If you want to do business in a new country, you may need a legal presence there. Generally, you may choose between putting a new company, registering as a foreign company, or acquiring an existing company.
Investors will have to make a decision whether they establish a new company, register as a foreign company, or acquire an existing company.
To those that seek to establish a new company, they can choose from a variety of business structures. Each of these structures will have its own regulatory and tax considerations. Businesses may also need to establish their identity through a trademark, online and/or physical presence.
Choosing a Business Structure
There are a number of business structures that investors can choose from when starting or expanding their business. The main types include: sole trader; partnerships; trusts; and companies. The names in this article are predominant for Anglosakson countries, but also in other countries the same distinctions are being made.
Depending on their needs, investors should carefully weigh their options and select the structure that perfectly suits their business requirements. Whichever business structure they will choose, it will determine the license that they will get for the operation, as well as tax and legal implications. One should understand that each structure has its own set of advantages and disadvantages.
Four main structures for international trade
If a person does a sole trader business structure, he will be legally responsible for all aspects of the business. That means debts and losses cannot be shared to others. Although you can employ people into your business, as a sole trader, you are in-charge of all the decision making about starting and running the business. This can be a good structure to choose when doing business in Australia, as this is the simplest and relatively inexpensive.
Partnership is a business structure that involves a number of people that conduct business together. Businesses that are done jointly with another person or even up to 20 individuals can apply for partnership. Just like the sole trader structure, it is relatively easy and inexpensive to set up. However, it is not also a separate entity. In case of debts and losses, you and your business partners are personally liable. Since you are not considered an employee in partnerships, you will be responsible for your own superannuation arrangements.
Trust is an obligation imposed on a trustee who is responsible for holding property or assets for the benefits of others, known as beneficiaries. If you plan to set up a trust, you should know that it can be expensive to set up and operate. How the trust operates should also be determined, so a formal trust deed is required. The trustee must also undergo formal yearly administrative tasks. If you are a trust, the trustee is legally responsible for the operation of your business, if the trustee is a company, they can provide some asset protection.

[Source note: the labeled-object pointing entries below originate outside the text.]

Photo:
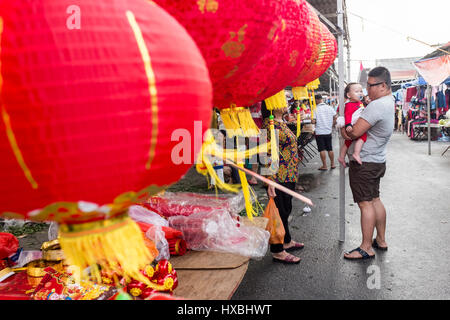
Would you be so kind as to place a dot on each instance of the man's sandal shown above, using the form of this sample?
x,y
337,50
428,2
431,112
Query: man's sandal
x,y
364,254
376,246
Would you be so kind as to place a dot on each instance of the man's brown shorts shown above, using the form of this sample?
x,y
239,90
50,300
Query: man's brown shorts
x,y
365,180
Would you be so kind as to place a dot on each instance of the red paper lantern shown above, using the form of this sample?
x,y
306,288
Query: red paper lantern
x,y
280,64
314,37
84,117
327,55
90,96
232,35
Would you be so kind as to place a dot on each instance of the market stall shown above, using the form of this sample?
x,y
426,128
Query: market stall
x,y
87,143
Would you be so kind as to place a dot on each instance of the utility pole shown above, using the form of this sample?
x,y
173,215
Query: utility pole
x,y
340,19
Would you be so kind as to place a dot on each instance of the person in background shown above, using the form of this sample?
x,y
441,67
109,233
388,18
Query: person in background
x,y
377,120
286,175
325,119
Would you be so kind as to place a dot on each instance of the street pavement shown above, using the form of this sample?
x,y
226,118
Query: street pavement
x,y
416,194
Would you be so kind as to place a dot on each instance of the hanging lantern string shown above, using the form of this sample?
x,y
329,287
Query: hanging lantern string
x,y
398,32
151,83
8,128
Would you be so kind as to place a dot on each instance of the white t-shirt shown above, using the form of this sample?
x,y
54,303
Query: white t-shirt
x,y
324,115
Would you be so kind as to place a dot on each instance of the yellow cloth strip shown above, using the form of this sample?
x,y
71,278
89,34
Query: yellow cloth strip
x,y
151,82
277,101
247,123
300,93
246,191
9,131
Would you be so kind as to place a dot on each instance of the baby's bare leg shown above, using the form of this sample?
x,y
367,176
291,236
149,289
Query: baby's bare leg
x,y
358,146
342,154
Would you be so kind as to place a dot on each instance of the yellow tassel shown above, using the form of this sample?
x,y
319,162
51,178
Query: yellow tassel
x,y
277,101
205,167
300,93
114,244
273,140
246,191
247,123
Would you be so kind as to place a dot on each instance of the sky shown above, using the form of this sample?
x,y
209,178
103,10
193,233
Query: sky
x,y
388,24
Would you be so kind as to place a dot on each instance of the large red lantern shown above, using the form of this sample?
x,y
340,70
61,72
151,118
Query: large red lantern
x,y
232,35
327,55
314,38
90,95
280,64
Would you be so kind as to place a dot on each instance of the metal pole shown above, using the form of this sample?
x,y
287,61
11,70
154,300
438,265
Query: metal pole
x,y
340,19
428,118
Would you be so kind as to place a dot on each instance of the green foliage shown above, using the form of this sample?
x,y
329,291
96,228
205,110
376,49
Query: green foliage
x,y
27,228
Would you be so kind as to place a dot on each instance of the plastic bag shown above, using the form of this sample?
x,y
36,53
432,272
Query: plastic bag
x,y
53,231
28,256
139,213
275,225
8,245
218,231
156,234
13,223
185,203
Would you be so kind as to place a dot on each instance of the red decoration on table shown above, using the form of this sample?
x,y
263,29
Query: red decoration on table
x,y
8,244
16,287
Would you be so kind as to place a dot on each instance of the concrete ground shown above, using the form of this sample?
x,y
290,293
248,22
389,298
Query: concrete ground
x,y
416,193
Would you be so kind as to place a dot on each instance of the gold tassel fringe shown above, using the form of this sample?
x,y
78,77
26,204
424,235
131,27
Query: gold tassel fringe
x,y
277,101
115,244
239,122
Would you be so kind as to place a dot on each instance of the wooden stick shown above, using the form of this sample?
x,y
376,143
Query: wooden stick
x,y
272,183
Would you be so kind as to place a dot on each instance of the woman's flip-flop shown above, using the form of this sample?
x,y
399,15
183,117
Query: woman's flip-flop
x,y
364,254
296,246
289,259
376,246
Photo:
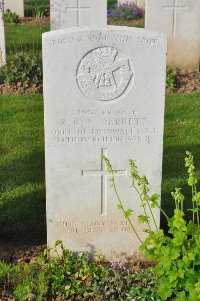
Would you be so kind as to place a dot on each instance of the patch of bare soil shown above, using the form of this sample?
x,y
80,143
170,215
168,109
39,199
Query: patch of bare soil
x,y
17,88
188,82
34,21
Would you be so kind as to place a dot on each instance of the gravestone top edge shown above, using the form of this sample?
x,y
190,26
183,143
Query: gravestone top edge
x,y
111,28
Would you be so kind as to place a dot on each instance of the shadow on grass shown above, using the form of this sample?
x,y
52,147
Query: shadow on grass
x,y
175,175
22,200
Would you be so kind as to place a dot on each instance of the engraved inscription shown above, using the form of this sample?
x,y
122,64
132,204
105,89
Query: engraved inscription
x,y
104,74
93,226
174,7
93,38
115,126
104,179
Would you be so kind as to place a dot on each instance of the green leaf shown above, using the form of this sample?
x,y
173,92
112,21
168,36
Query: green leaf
x,y
128,213
143,219
192,181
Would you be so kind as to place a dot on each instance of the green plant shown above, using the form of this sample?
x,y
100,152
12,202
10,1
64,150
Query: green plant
x,y
11,18
24,69
170,78
124,11
177,255
39,13
70,275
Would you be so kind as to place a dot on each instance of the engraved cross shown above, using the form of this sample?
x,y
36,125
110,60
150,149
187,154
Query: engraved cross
x,y
78,8
104,179
174,7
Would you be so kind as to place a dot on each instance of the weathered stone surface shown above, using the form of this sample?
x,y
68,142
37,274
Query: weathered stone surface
x,y
104,95
2,36
16,6
180,20
72,13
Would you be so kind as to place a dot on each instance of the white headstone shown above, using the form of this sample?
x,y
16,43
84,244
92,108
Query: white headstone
x,y
139,3
16,6
180,20
73,13
104,95
2,36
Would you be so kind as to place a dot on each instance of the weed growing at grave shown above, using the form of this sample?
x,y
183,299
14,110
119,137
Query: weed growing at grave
x,y
77,277
124,11
177,255
11,18
23,69
170,79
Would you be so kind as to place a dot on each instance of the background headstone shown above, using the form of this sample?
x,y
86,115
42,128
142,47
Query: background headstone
x,y
2,36
180,20
139,3
16,6
104,95
73,13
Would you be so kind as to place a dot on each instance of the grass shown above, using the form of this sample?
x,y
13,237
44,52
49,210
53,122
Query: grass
x,y
34,6
26,38
182,132
22,198
22,177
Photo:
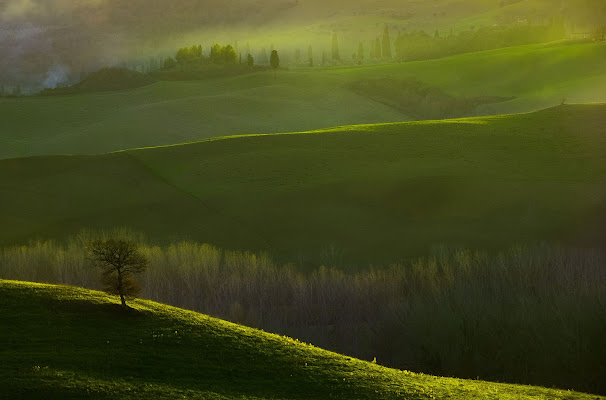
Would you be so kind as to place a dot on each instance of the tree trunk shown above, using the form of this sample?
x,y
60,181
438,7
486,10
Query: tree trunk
x,y
121,289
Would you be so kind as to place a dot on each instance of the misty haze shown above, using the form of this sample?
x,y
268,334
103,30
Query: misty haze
x,y
303,199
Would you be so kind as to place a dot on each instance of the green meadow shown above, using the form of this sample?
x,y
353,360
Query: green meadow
x,y
71,343
528,77
371,194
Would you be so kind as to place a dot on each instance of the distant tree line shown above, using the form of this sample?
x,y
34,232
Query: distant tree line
x,y
528,315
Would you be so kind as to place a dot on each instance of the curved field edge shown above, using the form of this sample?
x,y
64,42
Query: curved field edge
x,y
534,77
375,194
67,342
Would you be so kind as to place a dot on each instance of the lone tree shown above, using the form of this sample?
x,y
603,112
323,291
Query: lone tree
x,y
118,259
274,61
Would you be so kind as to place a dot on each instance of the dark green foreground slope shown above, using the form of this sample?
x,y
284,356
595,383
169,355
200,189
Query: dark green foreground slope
x,y
64,342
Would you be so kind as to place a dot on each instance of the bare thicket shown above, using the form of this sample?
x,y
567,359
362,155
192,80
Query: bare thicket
x,y
530,315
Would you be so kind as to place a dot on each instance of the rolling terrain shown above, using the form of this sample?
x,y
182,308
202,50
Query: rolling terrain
x,y
376,193
526,78
68,343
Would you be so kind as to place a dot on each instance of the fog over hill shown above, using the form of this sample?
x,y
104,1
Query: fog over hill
x,y
45,43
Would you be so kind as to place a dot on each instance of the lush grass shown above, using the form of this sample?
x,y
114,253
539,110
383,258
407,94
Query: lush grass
x,y
65,342
165,113
370,194
532,316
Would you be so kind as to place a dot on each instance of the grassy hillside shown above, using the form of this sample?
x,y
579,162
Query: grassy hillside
x,y
165,113
74,343
371,193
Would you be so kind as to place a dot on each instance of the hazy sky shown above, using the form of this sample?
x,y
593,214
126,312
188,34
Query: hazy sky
x,y
45,42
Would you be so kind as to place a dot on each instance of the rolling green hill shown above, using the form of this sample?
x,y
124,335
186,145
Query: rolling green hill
x,y
164,113
70,343
374,193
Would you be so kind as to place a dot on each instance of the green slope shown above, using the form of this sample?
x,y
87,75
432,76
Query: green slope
x,y
65,342
375,193
165,113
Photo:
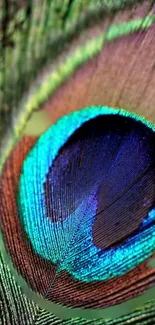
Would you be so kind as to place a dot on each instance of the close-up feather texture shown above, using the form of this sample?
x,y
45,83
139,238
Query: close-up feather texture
x,y
77,162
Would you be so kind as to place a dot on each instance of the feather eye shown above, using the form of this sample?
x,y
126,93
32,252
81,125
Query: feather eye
x,y
77,202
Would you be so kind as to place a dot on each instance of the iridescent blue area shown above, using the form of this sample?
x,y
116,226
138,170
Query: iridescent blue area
x,y
70,243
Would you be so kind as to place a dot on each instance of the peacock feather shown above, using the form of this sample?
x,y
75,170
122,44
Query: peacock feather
x,y
77,162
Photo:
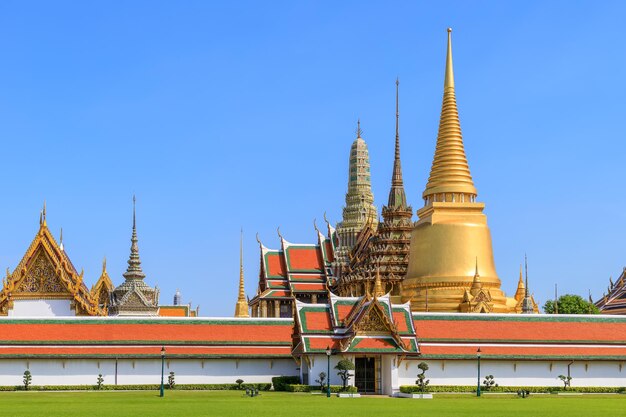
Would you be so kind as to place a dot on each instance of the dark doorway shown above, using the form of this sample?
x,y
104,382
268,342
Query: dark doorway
x,y
365,375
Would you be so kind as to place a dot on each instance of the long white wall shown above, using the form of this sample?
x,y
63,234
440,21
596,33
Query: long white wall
x,y
143,371
517,373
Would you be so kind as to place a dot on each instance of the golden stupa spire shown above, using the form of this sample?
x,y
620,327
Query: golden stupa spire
x,y
241,308
450,178
476,284
521,288
378,285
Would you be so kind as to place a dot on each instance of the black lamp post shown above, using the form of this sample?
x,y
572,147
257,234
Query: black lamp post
x,y
478,384
162,369
328,353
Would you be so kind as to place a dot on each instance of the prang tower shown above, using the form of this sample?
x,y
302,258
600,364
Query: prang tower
x,y
451,242
359,212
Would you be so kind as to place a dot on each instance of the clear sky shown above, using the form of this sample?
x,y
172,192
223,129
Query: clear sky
x,y
229,115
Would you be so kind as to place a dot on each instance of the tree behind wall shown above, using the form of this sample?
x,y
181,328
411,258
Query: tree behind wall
x,y
27,379
571,304
344,367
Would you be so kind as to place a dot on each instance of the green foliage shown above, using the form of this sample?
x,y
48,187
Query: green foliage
x,y
99,381
414,389
28,378
422,382
571,304
280,382
321,380
489,383
310,388
566,380
344,367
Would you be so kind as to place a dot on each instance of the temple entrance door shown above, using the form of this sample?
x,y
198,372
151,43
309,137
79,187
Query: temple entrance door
x,y
365,375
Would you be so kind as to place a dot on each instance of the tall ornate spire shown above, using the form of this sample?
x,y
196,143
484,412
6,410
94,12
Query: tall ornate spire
x,y
527,303
241,308
397,197
476,284
450,178
134,271
359,211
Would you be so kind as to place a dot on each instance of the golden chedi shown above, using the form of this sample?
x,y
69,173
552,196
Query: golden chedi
x,y
451,243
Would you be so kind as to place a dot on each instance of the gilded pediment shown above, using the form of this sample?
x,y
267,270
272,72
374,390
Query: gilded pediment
x,y
41,278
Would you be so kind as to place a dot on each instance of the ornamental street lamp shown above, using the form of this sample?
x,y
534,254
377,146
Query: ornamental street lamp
x,y
478,384
162,369
328,353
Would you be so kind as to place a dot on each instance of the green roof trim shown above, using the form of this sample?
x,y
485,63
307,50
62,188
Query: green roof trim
x,y
186,321
547,318
523,341
265,263
225,343
526,357
142,356
310,309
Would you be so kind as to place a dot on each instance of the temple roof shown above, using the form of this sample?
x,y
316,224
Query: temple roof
x,y
46,271
110,337
354,324
295,268
512,336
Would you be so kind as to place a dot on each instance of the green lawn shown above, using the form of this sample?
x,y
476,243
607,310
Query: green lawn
x,y
233,403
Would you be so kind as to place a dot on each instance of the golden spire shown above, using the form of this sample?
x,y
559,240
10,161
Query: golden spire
x,y
521,289
476,284
378,285
241,308
450,172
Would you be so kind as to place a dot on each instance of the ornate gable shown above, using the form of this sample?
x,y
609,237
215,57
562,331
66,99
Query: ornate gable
x,y
46,272
40,279
373,321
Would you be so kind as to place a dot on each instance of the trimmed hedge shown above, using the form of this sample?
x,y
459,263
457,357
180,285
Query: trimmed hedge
x,y
310,388
280,382
182,387
411,389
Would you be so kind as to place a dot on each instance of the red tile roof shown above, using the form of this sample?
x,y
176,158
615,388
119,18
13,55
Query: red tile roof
x,y
117,336
521,336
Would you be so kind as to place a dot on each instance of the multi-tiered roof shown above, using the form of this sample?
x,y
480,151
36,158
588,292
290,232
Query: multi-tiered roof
x,y
297,270
46,272
354,325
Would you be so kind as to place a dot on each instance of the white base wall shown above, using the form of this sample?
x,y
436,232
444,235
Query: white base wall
x,y
143,371
517,373
41,308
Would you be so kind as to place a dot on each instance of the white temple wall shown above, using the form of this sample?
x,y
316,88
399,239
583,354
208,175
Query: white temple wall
x,y
319,363
41,308
144,371
516,373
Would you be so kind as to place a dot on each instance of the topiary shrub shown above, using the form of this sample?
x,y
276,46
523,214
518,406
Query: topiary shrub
x,y
422,382
280,382
28,378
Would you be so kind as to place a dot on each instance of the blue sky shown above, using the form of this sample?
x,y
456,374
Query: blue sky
x,y
221,116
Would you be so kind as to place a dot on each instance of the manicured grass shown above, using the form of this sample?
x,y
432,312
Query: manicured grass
x,y
233,403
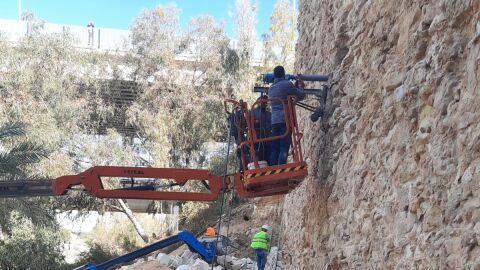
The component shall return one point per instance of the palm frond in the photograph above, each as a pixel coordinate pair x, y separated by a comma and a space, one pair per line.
12, 129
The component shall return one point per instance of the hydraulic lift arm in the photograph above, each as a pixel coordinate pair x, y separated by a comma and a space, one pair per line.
91, 180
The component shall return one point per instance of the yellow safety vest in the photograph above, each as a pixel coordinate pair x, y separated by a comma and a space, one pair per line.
260, 241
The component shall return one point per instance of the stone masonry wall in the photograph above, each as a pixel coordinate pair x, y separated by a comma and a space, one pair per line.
395, 163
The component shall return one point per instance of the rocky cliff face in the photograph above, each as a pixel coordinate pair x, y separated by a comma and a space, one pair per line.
395, 162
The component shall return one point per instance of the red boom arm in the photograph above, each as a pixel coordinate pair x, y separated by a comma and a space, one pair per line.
92, 182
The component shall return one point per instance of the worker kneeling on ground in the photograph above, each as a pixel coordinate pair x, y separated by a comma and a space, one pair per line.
260, 245
281, 89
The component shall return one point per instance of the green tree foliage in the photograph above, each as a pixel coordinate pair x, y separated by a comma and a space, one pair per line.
245, 17
28, 246
279, 43
27, 226
181, 103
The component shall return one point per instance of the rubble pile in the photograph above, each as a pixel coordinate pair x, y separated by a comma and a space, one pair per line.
191, 261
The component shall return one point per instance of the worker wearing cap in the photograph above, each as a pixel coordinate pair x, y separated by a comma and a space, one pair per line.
260, 245
281, 89
210, 231
262, 125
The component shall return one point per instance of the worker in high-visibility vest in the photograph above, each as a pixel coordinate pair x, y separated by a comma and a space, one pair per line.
210, 231
260, 245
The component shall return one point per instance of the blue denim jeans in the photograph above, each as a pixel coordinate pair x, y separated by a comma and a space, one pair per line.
261, 259
279, 148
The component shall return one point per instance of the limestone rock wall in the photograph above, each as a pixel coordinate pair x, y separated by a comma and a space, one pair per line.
395, 163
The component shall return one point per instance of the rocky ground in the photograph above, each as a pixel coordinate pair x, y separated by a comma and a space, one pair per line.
244, 221
187, 260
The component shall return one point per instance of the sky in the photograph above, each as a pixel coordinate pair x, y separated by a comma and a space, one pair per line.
120, 13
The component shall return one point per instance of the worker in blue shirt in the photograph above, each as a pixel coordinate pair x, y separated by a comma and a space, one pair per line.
262, 118
282, 88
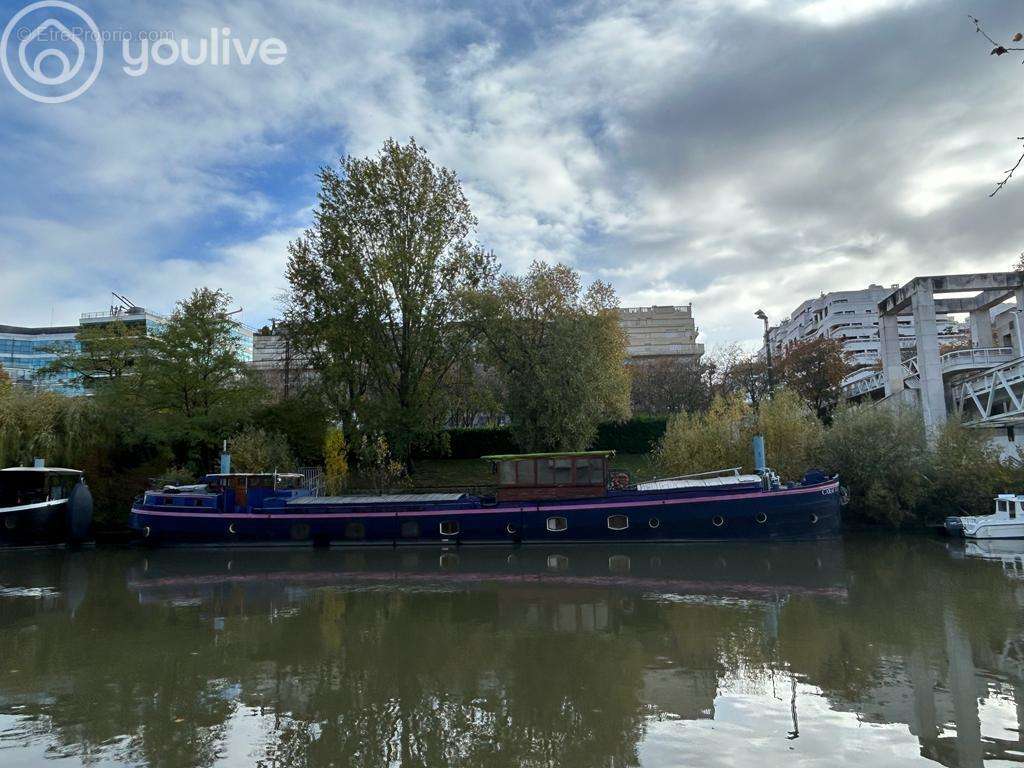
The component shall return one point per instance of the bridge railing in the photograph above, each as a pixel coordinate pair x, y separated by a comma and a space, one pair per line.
957, 359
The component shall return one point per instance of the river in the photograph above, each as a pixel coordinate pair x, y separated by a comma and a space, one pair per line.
868, 651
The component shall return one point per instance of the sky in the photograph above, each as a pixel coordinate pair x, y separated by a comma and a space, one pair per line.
735, 155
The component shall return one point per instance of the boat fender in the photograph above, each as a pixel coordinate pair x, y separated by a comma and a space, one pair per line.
79, 512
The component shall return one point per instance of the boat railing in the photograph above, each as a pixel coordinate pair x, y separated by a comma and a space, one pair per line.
734, 471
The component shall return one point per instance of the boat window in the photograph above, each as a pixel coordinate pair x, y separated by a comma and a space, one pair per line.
619, 522
557, 523
524, 472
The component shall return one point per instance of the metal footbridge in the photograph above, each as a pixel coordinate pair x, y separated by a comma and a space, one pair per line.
956, 361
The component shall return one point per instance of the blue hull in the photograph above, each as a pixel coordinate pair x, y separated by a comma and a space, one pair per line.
805, 512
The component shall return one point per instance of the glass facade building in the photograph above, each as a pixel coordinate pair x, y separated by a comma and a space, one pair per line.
24, 351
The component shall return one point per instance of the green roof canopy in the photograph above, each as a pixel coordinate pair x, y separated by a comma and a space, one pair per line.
561, 455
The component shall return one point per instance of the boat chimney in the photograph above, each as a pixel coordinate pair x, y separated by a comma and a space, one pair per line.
760, 465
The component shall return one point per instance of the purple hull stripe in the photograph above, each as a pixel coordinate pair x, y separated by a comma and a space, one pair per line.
609, 504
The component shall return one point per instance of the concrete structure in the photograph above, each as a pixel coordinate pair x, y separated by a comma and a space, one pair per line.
662, 332
274, 358
930, 371
852, 317
25, 350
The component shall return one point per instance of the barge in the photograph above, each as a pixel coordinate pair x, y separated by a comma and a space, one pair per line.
541, 499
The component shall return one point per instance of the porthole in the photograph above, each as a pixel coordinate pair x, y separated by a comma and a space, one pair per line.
620, 564
449, 560
558, 562
617, 522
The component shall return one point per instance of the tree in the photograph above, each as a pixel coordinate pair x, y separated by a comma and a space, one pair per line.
102, 352
197, 387
814, 369
378, 290
254, 450
558, 351
734, 371
670, 386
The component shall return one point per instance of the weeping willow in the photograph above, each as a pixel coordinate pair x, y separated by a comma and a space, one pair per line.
44, 425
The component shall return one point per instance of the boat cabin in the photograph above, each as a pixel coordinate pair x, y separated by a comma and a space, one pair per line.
20, 485
1009, 507
559, 475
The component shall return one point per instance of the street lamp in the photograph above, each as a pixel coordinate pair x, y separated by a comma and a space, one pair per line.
761, 315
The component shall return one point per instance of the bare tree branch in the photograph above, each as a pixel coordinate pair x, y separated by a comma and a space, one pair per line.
1010, 173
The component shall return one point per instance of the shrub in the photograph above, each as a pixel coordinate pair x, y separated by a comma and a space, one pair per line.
638, 435
721, 437
335, 461
966, 474
254, 450
882, 457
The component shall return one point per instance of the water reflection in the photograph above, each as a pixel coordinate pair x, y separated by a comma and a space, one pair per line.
868, 652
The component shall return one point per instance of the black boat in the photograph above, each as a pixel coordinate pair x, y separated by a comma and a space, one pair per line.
44, 505
541, 498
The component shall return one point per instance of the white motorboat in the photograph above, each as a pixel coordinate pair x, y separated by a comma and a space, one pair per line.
1006, 522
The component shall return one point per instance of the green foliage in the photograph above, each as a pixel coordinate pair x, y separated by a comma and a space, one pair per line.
882, 457
378, 468
303, 421
335, 460
194, 385
722, 437
966, 474
638, 435
378, 291
670, 386
104, 352
814, 369
255, 450
472, 443
558, 352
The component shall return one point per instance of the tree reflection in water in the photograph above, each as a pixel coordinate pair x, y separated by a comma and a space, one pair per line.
511, 657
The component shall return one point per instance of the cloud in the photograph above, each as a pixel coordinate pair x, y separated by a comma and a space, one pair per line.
738, 155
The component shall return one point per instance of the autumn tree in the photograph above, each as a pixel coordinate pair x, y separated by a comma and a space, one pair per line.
197, 385
814, 370
558, 350
378, 291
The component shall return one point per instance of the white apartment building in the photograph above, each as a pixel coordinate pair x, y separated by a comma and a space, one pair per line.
853, 317
662, 332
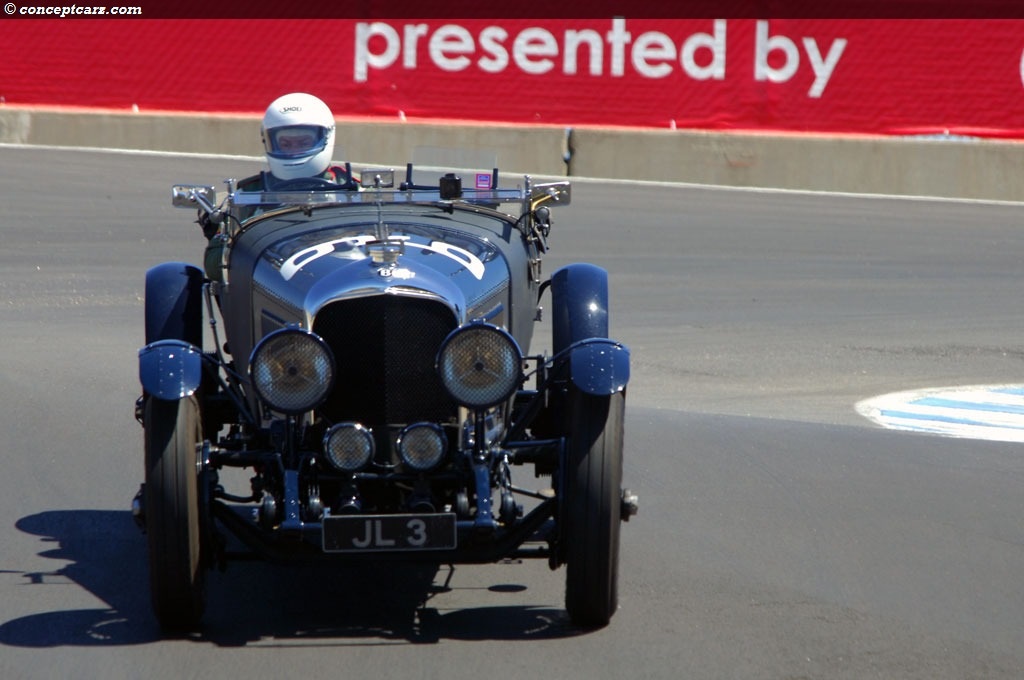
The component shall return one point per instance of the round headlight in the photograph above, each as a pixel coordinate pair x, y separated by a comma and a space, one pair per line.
422, 445
292, 370
348, 447
480, 366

Unlike a sole trader or partnership, a company is a separate legal entity. What this means is that like a natural person, it can incur debt, sue, and be sued. Shareholders of the company have the option to limit their personal liability and are generally not liable for company debts. In other words, it has limited liability, as compared to other structures. It is also relatively a more complex business structure to start and run. The operations of the company are controlled by directors and owned by shareholders. The earnings of the company also belong to it, not to individuals.